Marsz Trzaskowskiego

  • "Wielki Marsz Patriotów", popierający Rafała Trzaskowskiego, przeszedł od placu Bankowego, ulicą Marszałkowską, do placu Konstytucji.
  • "Drodzy państwo, teraz albo nigdy. Najwyższy czas żeby wygrała uczciwość, najwyższy czas, żeby wygrała prawość, najwyższy czas, żeby wygrała sprawiedliwość, najwyższy czas, żeby wygrała prawda. O tym są te wybory" - mówił podczas marszu Trzaskowski.
  • W marszu Trzaskowskiego szli m.in. premier Donald Tusk, wicepremier, szef MON Władysław Kosiniak-Kamysz, marszałek Sejmu, szef Polski 2050 Szymon Hołownia, wicemarszałkini Senatu Magdalena Biejat z Nowej Lewicy, a także zwycięzca niedawnych wyborów prezydenckich w Rumunii Nicusor Dan.
  • Tusk apelował do zgromadzonych, aby otworzyli szeroko oczy. "Dzisiaj po władzę chcą sięgnąć nie polityczni, ale zwykli gangsterzy i nie ma w tym ani słowa przesady" - mówił odnosząc się do konkurentów. Podkreślił, że "Polska nie może mieć prezydenta, który będzie inicjował kolejną wojnę domową, bo tego chce Kaczyński".
Wielki Marsz Partiotów - marsz Rafała Trzaskowskiego Wielki Marsz Partiotów - marsz Rafała Trzaskowskiego / PAP / Leszek Szymański

Marsz Nawrockiego

  • "Wielki Marsz za Polską", zwolenników Karola Nawrockiego, szedł równolegle, ale w przeciwnym kierunku: zaczynając od ronda de Gaulle'a, a kończąc na Placu Zamkowym.
  • "Zwyciężymy! Idziemy po zwycięstwo, nadchodzi Polska ambitna, nadchodzi Polska bezpieczna, nadchodzi Polska odpowiedzialna społecznie.
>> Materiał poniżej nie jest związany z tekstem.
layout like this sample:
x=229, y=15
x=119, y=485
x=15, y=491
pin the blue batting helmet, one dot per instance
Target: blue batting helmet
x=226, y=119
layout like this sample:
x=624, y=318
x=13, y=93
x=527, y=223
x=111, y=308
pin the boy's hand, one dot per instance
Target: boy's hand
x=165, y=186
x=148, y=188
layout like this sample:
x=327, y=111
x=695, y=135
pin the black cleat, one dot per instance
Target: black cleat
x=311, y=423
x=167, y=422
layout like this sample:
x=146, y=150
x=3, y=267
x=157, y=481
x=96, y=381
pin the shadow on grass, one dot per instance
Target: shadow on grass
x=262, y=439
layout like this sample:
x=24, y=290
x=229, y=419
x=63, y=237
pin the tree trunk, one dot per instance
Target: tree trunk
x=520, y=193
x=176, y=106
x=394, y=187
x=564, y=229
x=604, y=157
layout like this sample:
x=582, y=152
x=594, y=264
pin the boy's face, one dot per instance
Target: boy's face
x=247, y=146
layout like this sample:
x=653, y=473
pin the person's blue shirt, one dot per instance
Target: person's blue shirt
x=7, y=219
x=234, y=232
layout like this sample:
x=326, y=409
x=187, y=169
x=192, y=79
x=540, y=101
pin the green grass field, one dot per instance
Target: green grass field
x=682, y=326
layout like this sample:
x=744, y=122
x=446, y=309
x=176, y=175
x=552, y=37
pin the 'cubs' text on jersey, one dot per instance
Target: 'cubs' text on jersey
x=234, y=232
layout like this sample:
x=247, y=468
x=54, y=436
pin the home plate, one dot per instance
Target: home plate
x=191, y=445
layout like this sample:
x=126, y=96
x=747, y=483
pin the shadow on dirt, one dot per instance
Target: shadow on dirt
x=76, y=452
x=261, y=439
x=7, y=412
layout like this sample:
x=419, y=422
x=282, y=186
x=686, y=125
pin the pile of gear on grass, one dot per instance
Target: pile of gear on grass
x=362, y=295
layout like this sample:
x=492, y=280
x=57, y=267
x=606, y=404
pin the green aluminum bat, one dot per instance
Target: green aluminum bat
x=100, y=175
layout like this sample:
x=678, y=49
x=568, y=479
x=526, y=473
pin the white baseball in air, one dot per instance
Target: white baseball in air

My zwyciężymy, idzie wielka dumna, silna Polska i idzie zmiana". - to słowa Karola Nawrockiego.
  • W marszu Nawrockiego szedł m.in. prezes PiS Jarosław Kaczyński oraz czołowi politycy partii.
  • Prezes PiS w rozmowie z dziennikarzami przekonywał, że głos na Nawrockiego, to głos za suwerenną Polską, a nie oddawaniem coraz to nowych uprawnień do instytucji międzynarodowych. "Karol Nawrocki jest za rozwojem, co oznacza dzisiaj odrzucenie Zielonego Ładu, wznowienie wielkich inwestycji, także tych, które nie podobają się Niemcom, oni się z nich powycofywali" - mówił Kaczyński.
Wielki Marsz za Polską Warszawa, 25.05.2025. Wybory prezydenta RP - kampania przed II turą. "Wielki Marsz za Polską", 25 bm. zwolenników kandydata Komitetu Obywatelskiego w wyborach prezydenckich, popieranego przez PiS prezesa IPN Karola Nawrockiego w II turze wyborów na fotel prezydenta RP. Jego trasa wiedzie z ronda gen. de Gaulla na plac Zamkowy. (amb) PAP/Paweł Supernak / PAP / Paweł Supernak

W marszu Nawrockiego brak kontrkandydatów z pierwszej tury

Według niego, warto zwrócić uwagę, że na wiecu Trzaskowskiego przemawiali pozostali byli kandydaci, jak np. Magdalena Biejat, Joanna Senyszyn, Szymon Hołownia, a na wiecu Nawrockiego nie było przemawiającego Sławomira Mentzena czy Grzegorza Brauna. „Może mieć to znaczenie, bo największy elektorat, który utracił swoich kandydatów w pierwszej turze, nie dostał od nich podczas dzisiejszych marszy żadnego czytelnego sygnału, na kogo warto zagłosować” – zauważył ekspert.